一双手,伸出来,最能看出一个人的年纪和家庭地位,是比看脸更具有辨识度的“标签”。有多少个不一样的人,就有多少双不一样的手。
古人以葱葱玉手形容女子,白而纤细,柔弱无骨,不盈一握。也是古代男子心目中的理想女人的缩影——小而白,温顺内敛,是个略具病态的让人怜惜的美人。在浩如烟海的史册里,正史,野史也好,健美壮硕的女子是不能入那些伟丈夫的法眼的。“中国历史上唯一具有肉体美的女人(张爱玲语)杨玉环是被称为“肥”的,像形容一只烤乳猪或烧鹅。肉体要淡而薄,像个影子,精神也要弱化到近无,只是供以观赏的,等同于象牙骨羽扇,写意画,甚至官窑瓷或紫砂壶。在这之上的征服,方才易得并自信自足。

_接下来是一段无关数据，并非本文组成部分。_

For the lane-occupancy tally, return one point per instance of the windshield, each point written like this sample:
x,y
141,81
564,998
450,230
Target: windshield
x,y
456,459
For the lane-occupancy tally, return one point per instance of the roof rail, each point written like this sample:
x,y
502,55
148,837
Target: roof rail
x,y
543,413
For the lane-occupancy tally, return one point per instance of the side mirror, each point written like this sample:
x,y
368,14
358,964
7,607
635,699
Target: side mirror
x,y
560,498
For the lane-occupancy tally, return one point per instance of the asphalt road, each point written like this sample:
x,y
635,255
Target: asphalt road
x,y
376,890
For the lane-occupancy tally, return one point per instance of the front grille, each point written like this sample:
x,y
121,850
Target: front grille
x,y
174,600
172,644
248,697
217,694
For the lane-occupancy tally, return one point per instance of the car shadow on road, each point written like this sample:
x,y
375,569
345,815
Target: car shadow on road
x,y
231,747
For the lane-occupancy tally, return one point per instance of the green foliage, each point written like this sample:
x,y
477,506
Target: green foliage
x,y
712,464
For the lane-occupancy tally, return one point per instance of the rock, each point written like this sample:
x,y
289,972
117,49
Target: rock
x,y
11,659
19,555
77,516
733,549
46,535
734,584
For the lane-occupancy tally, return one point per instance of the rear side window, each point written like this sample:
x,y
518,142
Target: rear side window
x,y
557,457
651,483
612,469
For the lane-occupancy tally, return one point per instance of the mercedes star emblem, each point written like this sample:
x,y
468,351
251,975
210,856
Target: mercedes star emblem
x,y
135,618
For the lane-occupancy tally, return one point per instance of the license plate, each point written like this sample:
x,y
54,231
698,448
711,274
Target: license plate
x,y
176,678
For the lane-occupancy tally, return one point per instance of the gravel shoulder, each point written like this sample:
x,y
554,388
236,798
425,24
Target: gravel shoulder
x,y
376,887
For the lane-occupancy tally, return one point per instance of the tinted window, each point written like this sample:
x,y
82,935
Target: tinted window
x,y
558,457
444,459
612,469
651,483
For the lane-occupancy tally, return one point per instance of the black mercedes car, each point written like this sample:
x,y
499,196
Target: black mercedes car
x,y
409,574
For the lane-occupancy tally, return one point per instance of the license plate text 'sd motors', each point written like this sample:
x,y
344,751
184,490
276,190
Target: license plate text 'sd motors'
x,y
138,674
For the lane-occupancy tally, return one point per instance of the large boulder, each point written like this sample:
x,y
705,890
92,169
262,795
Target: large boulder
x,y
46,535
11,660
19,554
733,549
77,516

西洋画里的女人,如19世纪的安格尔、莱顿笔下的,则有着滑腻丰润充满肉感的手,是鲜活的,跳跃着生命的喜悦的感觉。古典或现代技法里,溢满了对肉体美的激赏与盛赞。从那一双双或捋发或执扇或抱陶瓶或倒牛奶拣麦穗的手里,看到的不只是饮食男女,倒是整个时代的缩影了,丰美而热烈的。
骨相学对手有着详尽的描述和划分,一双手,胖或瘦,长或短,硬或柔,贯穿着一生的悲欢,似乎贫贱富贵,早已前生注定。刚落地时,人人都是一双柔软滑润的婴儿的手,而以后锦衣玉食里的手必是滑如柔荑,在泥与水里打拼的,肯定粗如糙秕。前生、来世上帝在《创世纪》里说,要有光,于是有了光。中国的神大多职责不够分明,收了贿的判官可以让恶人投胎去做官或官太太,品行差或不懂事的则被迫喝下孟婆汤,转世做下人,做牛马,也不外是现世的翻版。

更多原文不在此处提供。